Vehicle recalls are nothing new. It could be that manufacturers would rather quickly recall a model than to risk facing lawsuits when someone gets injured. On the other hand, recalls are expensive, and some carmakers wait until the National Highway Traffic Safety Administration orders them. Nissan Motor Co., Ltd. is waiting for the NHTSA to probe reports of serious vehicle defects in its Rogue vehicles.
The same issue that led to a class action lawsuit against Nissan in California is the subject of the NHTSA probe. Some Nissan vehicles, including the Rogue, seem to engage their automatic emergency braking systems without cause or warning. The braking systems are a relatively new safety feature that assists the driver by anticipating obstructions in the driver's path. However, some vehicles are braking when no obstruction exists, often bringing the vehicle to a stop in the middle of moving traffic.
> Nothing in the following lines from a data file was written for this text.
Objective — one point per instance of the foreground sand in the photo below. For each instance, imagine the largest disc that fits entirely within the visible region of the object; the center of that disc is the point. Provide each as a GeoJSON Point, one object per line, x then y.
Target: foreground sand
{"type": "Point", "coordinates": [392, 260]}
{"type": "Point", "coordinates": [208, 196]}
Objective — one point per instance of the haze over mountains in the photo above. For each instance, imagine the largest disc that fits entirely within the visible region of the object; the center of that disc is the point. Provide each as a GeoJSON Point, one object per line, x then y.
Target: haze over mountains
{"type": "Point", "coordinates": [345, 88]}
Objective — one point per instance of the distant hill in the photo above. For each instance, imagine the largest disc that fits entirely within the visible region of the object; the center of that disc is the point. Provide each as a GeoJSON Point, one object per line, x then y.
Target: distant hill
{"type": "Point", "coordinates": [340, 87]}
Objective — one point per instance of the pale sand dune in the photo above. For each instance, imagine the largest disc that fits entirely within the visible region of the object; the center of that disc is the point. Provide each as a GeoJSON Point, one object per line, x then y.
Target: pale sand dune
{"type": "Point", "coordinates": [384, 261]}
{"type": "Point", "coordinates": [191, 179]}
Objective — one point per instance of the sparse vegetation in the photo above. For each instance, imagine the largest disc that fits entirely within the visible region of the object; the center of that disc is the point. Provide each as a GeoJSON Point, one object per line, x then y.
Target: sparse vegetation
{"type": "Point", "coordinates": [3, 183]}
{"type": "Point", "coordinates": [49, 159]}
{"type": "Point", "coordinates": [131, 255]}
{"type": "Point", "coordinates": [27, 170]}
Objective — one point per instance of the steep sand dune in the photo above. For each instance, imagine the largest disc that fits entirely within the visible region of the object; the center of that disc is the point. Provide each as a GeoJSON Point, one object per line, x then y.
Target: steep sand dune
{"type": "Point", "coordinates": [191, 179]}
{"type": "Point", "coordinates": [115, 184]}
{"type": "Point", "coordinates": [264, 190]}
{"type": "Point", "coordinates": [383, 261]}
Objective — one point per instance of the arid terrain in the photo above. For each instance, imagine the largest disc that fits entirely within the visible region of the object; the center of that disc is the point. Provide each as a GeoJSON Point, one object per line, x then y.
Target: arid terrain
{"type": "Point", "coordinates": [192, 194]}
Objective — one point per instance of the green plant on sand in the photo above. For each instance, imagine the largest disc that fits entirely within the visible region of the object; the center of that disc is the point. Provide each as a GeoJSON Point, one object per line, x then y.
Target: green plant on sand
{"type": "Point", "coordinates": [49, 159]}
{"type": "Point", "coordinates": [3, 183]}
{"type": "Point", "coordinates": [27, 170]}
While no one has reported suffering injuries from such an incident, the defect is serious and dangerous. A recall would mean Nissan dealerships would have to offer free repairs on any vehicle that meets the standards in the NHTSA findings. The pending lawsuit in California includes vehicle models from 2015, and the NHTSA investigation involves nearly 700,000 vehicles.
Purchasing a new vehicle with advanced safety features like automatic braking is an expensive venture. Vehicle defects in a new car can be frustrating, especially if the manufacturer or dealer refuses to honor a car owner's rights under the lemon law. Seeking the assistance of a skilled attorney may result in a more positive outcome.